The utility model provides a probe module, it includes: a probe assembly and a base assembly; the probe assembly comprises a limiting sliding block and a plurality of probes, the probes are arranged on the base assembly, one ends of the probes, far away from the ends connected with the base assembly, are head ends, and the head ends are free ends; the probe assembly is provided with a reference axis, a plurality of probes are arranged in parallel along the reference axis, and the spacing between the adjacent probes is gradually reduced along the direction towards the head end; the limiting sliding block is provided with a plurality of limiting holes, and the limiting sliding block is movably sleeved on the probes through the limiting holes, wherein each limiting hole corresponds to one probe; when the limiting sliding block moves along the reference axis, the distance between the head ends of the adjacent probes is driven to change. Due to the configuration, the probe assembly can meet the test requirements of devices with different pad pitches, a plurality of probe assemblies do not need to be purchased, and the production cost is reduced.

Description

Probe module

Technical Field

The utility model belongs to the technical field of the semiconductor equipment and specifically relates to a probe module.

Background

The probe assembly is an important test tool for wafer-level reliability test, and has the functions of realizing the transmission of electric signals between a test instrument and a wafer device to be tested, and completing the measurement of relevant electric parameters by contacting the probe with a metal welding pad of the device to be tested on the wafer and matching with the test instrument and test software. Therefore, the pitch between adjacent probes needs to match the pitch of the metal pads in the wafer dut.

The probe spacing of the existing probe assembly is fixedly set, and needs to be customized with the relevant probe assembly manufacturer, and the corresponding probe assembly needs to be replaced for the device to be tested with different metal pad spacing. In addition, the existing wafer level test products have various types, and different device structures can have different metal pad pitches, so that corresponding probe assemblies are respectively arranged to meet the test requirements, and the production cost is increased.

SUMMERY OF THE UTILITY MODEL

An object of the utility model is to provide a probe module to the probe interval that solves current probe subassembly is fixed setting, needs the problem of the test demand of multiple probe subassembly in order to satisfy the device under test of different weld pad intervals.

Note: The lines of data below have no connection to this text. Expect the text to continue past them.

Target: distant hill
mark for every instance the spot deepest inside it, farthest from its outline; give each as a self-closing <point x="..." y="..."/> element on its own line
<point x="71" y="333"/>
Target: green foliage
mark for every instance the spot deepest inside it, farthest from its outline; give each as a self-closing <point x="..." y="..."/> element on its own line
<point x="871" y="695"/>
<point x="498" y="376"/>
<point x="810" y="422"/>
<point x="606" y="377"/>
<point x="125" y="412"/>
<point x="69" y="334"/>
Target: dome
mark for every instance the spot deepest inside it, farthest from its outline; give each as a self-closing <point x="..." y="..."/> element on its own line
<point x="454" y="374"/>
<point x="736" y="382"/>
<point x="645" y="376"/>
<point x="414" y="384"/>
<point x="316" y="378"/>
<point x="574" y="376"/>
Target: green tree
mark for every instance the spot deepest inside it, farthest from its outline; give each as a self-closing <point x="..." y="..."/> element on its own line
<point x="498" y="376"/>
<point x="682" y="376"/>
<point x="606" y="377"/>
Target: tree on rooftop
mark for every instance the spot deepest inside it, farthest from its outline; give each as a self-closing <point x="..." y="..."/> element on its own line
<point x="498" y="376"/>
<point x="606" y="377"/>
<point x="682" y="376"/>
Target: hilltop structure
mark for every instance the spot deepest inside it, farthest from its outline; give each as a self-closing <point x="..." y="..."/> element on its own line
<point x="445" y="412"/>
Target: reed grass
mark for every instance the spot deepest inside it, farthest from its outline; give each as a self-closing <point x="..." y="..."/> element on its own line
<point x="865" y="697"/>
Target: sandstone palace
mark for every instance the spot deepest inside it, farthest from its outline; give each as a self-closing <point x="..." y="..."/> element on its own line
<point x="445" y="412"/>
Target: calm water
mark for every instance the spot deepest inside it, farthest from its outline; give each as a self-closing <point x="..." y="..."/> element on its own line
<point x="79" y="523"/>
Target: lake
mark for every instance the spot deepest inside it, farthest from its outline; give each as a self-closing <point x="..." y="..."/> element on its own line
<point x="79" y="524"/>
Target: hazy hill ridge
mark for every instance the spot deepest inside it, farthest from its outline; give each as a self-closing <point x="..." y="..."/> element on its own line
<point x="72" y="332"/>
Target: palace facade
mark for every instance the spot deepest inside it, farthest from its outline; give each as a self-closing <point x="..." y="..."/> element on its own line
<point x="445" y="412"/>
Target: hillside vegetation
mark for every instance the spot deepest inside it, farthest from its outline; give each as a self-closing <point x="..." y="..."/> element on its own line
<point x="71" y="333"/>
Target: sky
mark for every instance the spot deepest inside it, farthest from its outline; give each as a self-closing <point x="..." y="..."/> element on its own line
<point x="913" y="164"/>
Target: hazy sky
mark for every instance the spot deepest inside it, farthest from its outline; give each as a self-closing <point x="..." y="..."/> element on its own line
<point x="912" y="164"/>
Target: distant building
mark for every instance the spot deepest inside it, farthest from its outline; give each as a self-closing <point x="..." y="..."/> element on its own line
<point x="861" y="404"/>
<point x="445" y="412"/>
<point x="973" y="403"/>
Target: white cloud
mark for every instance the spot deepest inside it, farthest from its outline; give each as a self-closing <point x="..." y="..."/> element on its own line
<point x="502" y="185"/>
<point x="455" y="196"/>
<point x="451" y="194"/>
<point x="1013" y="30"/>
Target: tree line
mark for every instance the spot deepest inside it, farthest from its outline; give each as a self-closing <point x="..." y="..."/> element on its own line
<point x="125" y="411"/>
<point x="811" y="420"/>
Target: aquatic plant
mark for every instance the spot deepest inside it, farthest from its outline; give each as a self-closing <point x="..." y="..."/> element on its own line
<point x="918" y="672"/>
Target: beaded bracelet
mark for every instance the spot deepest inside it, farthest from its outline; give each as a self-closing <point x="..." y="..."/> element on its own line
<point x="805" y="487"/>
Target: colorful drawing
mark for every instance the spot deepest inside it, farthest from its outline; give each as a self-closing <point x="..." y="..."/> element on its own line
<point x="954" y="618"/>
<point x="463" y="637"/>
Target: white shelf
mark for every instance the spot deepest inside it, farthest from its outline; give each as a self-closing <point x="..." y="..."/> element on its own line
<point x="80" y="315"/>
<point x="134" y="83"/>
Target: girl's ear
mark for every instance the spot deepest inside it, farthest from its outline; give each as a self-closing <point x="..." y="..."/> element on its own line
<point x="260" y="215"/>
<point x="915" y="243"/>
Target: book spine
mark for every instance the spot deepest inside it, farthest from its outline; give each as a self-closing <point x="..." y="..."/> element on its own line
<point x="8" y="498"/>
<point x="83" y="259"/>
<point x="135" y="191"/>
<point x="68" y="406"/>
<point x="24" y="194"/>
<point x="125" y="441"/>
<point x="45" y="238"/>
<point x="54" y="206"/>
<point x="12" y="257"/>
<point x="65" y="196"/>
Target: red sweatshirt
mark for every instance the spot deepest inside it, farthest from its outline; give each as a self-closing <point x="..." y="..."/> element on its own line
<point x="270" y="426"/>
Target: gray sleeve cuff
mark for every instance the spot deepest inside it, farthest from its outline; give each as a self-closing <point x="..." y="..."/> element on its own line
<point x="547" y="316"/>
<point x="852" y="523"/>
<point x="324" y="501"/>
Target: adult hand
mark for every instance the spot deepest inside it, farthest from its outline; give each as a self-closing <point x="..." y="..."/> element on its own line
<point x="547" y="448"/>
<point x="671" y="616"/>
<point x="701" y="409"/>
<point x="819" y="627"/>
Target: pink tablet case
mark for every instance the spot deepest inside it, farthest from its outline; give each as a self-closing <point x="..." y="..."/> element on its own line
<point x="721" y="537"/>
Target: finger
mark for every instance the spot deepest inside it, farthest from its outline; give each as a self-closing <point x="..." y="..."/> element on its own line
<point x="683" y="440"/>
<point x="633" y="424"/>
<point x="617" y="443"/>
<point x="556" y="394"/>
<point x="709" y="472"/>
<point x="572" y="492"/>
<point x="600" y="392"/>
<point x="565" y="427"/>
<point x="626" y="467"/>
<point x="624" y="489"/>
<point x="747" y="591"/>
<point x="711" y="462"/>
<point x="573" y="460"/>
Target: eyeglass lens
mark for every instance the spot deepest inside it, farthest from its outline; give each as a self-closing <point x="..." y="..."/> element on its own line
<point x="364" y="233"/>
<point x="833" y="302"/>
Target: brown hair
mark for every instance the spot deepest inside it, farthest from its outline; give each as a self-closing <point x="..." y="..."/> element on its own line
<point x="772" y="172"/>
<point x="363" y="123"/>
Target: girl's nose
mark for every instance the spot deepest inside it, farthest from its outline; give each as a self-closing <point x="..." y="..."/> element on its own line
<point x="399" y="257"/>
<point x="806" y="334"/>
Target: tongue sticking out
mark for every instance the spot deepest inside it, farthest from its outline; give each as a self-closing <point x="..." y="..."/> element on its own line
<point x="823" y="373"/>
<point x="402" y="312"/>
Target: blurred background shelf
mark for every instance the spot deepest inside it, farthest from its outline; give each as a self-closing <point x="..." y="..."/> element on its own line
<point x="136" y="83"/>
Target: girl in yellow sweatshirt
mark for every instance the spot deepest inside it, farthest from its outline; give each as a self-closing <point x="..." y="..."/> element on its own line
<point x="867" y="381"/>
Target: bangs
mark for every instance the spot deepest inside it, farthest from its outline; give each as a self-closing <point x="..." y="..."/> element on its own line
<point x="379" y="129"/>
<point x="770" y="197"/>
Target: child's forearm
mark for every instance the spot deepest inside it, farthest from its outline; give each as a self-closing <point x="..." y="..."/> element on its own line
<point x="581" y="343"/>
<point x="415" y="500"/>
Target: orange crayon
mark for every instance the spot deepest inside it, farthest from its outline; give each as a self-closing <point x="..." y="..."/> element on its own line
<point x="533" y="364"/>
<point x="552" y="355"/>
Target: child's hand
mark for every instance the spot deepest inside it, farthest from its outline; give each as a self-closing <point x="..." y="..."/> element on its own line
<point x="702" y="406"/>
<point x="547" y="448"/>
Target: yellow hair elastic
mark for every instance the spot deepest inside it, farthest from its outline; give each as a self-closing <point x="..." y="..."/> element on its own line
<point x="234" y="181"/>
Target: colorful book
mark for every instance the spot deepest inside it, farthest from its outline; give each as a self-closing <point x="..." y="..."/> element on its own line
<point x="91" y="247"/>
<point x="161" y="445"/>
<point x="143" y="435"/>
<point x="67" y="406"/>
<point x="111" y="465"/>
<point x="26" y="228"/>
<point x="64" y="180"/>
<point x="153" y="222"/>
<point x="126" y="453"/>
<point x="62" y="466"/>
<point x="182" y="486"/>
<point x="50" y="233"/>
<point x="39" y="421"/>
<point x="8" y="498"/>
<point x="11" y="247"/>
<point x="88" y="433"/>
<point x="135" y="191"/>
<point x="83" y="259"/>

In order to achieve the above object, the present invention provides a probe module, including: a probe assembly and a base assembly;

the probe assembly comprises a limiting sliding block and a plurality of probes, the probes are arranged on the base assembly, one ends of the probes, far away from the ends connected with the base assembly, are head ends, and the head ends are free ends;

the probe assembly is provided with a reference axis, a plurality of probes are arranged in parallel along the reference axis, and the spacing between the adjacent probes is gradually reduced along the direction towards the head end;

the limiting sliding block is provided with a plurality of limiting holes, and the limiting sliding block is movably sleeved on the probes through the limiting holes, wherein each limiting hole corresponds to one probe; when the limiting sliding block moves along the reference axis, the distance between the head ends of the adjacent probes is driven to change.

Optionally, the base assembly includes a snap ring, the probe assembly further includes a fixing member, and the probe is connected to the snap ring through the fixing member.

Optionally, the fixing part divides the probe into a first area close to the head end and a second area far away from the head end; the first region includes a sliding region within which the spacing slide moves along the reference axis.

Optionally, the diameter of the probe within the sliding region remains constant.

Optionally, the sliding region has position marks along both ends of the reference axis.

Optionally, the diameter of the probe in the first region is smaller than the diameter of the probe in the second region.

Optionally, the probe assembly further includes a probe tip, the probe tip is connected to the head end, the plurality of probes are located on the same plane, and an angle formed between the probe tip and the probes is 95-105 °.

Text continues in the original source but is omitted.